Marie Curie – The Radium Fairy


By Chantal Montellier & Renaud Huynh translated by Lara Vergnaud (Europe Comics)
No ISBN: digital-only publication

I’ve waited ages (well, since March 2017, but I’m old and my days are limited) for this superb book to be picked up by a print publisher, but now I’m just going to review it anyway and assume that as you’re reading this on a computer, you can make the leap to seeing comics that way too. And yes, I know all about the smell and feel of proper books. I feel that way too, but we’re killing more trees than we really need to, guys. Just think of it as portable fun you can’t fold, or tear…

Originally released across Europe in 2011, Marie Curie La Fée du Radium was produced in collaboration with the Curie Museum and the Cité des sciences et del ’industrie (part of Universcience), with educator, illustrator and bande dessinée creator Chantal Montellier (Odile et les crocodiles, Les Damnés de Nantes) summarising and dramatizing in graphic narrative a most astounding life, after which research scientist, educator and museum curator Renaud Huynh (La fantastique histoire du radium) provides an extensive and copious Timeline, tracing the triumphs, tribulations and legacy of Marie Sklodowska-Curie (1867-1934): thus far, the only woman to ever be awarded two Nobel Prizes.

The crucial comics component kicks off in Stockholm on September 4th as aging Marie Curie works on a speech; preparing to receive that second cherished accolade…

Thinking back, she pictures her departed husband Pierre Curie. Their joint isolation of the element they named Polonium after her place of birth was a grand achievement but doesn’t make up for her years of struggle for acceptance or his tragic accidental death so early in their marriage…

And so, briefly, concisely and without fanfare unfolds a true epic of brilliance applied, adversity overcome and persistence rewarded. Today Curie is credited with adding two elements to the Periodic Table – Radium was the other one – and venerated for her researches. She was also the first woman allowed to teach at the prestigious Sorbonne, but for much of her life had to overcome entrenched patriarchal attitudes and oppression whilst being vilified in the media and by wider society for her “scandalous” personal life and generally just for being an uppity female who didn’t know her place. Isn’t it great how much everything has changed since then? (I am of course waiting for my own Nobel for the isolation of Sarcastium™…).
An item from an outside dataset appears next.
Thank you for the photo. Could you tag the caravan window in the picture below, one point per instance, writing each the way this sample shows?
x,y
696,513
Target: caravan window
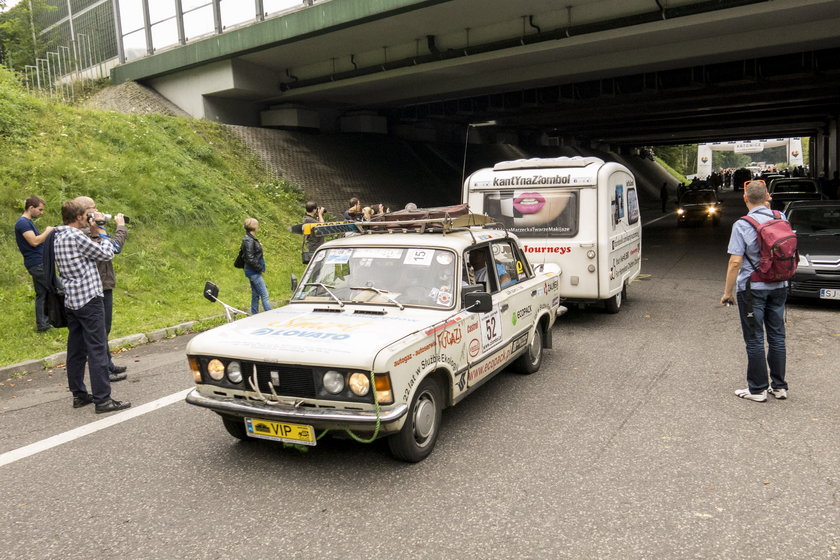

This small but powerful digital only tome concludes with a large and detailed Timeline. Huynh’s pictorial essay is packed with photographic illustrations, cartoons and clippings; encapsulating and clarifying Curie’s life and achievements and précised in chapters entitled ‘1867/1895 Warsaw-Paris’, ‘1896/1905 A Scientific Dream’, ‘1906/1911 Hardships and Success’, ‘1912/1921 The Radium Institute’ and ‘1922/1934 An International Figure’, and closes with an ‘Epilogue’ revealing how sixty years after her death, Marie Curie’s ashes were transferred to the Pantheon (resting place of the nation’s greatest citizens). She was the first woman to be accorded this honour based solely on her own merits…

Making learning fun, Marie Curie – The Radium Fairy is a potent and powerful inspiration, venerating one of histories most dedicated scientists, and one every youngster should read.